Surprisingly, such an economically capable country cannot find a viable solution to the farmer’s plight. The loan they take from the government is much higher than the yields they get. At the same time, the shopping malls in different parts of India have shrunken farmers' agricultural market bases. 
 


Recently, in America, too, the aboriginal Native people in Alaska are committing suicide. Reports point out that many young people are committing suicide just because the industrial pace has imposed on their lives and they are starving for food. Even in a smaller, agricultural-based economy like Nepal, agricultural activities are going to decline because many young people leave the country for the sake of foreign employment.

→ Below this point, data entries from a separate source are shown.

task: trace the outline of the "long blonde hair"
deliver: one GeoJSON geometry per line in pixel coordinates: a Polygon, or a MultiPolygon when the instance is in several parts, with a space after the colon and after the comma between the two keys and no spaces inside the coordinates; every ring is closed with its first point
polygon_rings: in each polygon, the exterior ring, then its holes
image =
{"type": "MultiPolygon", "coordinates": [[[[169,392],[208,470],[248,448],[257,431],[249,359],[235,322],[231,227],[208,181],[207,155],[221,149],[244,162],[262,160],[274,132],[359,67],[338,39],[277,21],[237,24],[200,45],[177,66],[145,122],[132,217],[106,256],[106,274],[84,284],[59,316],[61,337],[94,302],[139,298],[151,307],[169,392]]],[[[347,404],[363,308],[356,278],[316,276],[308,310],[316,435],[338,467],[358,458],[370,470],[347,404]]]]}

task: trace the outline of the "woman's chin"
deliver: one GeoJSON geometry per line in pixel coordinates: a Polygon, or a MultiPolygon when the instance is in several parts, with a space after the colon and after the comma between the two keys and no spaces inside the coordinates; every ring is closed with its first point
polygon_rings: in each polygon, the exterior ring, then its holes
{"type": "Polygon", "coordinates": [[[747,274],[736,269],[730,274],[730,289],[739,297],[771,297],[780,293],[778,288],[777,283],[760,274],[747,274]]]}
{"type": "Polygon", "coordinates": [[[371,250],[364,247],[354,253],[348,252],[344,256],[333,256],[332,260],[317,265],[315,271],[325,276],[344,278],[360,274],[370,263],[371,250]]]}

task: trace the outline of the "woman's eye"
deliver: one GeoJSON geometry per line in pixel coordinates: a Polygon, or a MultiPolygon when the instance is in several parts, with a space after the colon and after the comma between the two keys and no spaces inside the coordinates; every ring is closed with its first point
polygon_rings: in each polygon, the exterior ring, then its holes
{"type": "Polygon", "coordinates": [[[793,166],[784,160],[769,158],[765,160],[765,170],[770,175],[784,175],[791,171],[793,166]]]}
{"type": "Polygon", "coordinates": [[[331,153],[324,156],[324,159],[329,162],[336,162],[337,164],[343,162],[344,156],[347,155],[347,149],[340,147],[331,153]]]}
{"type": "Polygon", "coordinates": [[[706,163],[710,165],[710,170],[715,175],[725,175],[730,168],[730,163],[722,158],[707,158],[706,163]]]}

Much of the cultivable land remains uncultivated, and the country has to import food grains from India in a quantity never before in history. 
 


Eye-opening context 
Reports are rife in China that it is hard for the country to sustain its agricultural economy. People have left the traditional agricultural pattern due to the excessive growth of the farming culture. People in the local community have given up agricultural activities. As a result, young people are leaving the villages because they cannot depend on agriculture any longer as their forefathers did. 
 


Similar stories are heard in African and Sub-Saharan regions. According to a report by the World Food Organisation, it is estimated that twenty million people in the African and Sub-Saharan regions will be facing an acute shortage of food supply by 2030. This being the case, it will not only create problems in terms of the global economy, but it will also destabilise global security and regional and continental harmony. The estimation is not just an imaginative figuration. It embodies crude facts because Africa is already such a continent that is facing problems of desertification and lack of water. This situation will further worsen in the upcoming years because global warming, weather, and climatic change are undoubtedly expected to exacerbate this situation even further. 
 


We already know that agricultural patterns and ecological balance are interdependent. Some countries have faced an unprecedented imbalance in environmental and ecological conditions when traditional agricultural patterns have been replaced. We are ourselves the witnesses of Mayan civilization. At our doorstep, we are facing the destruction of a large amount of forest life and cultivable land in tropical regions. 
 


Conclusion 
All these stories state that the world has neglected the agricultural sector. What is the reason? Simply put, the world is heading towards a corporate culture of the economy—gaining an easy economy. If agriculture is neglected as it is today, the world has to invest a huge amount of money in food supplies. This, too, would imbalance the global economy, and it would bring other problems like desertification, a lack of water supply, and a fall in productivity from the soil. Can this booming economy sustain itself without an agricultural base?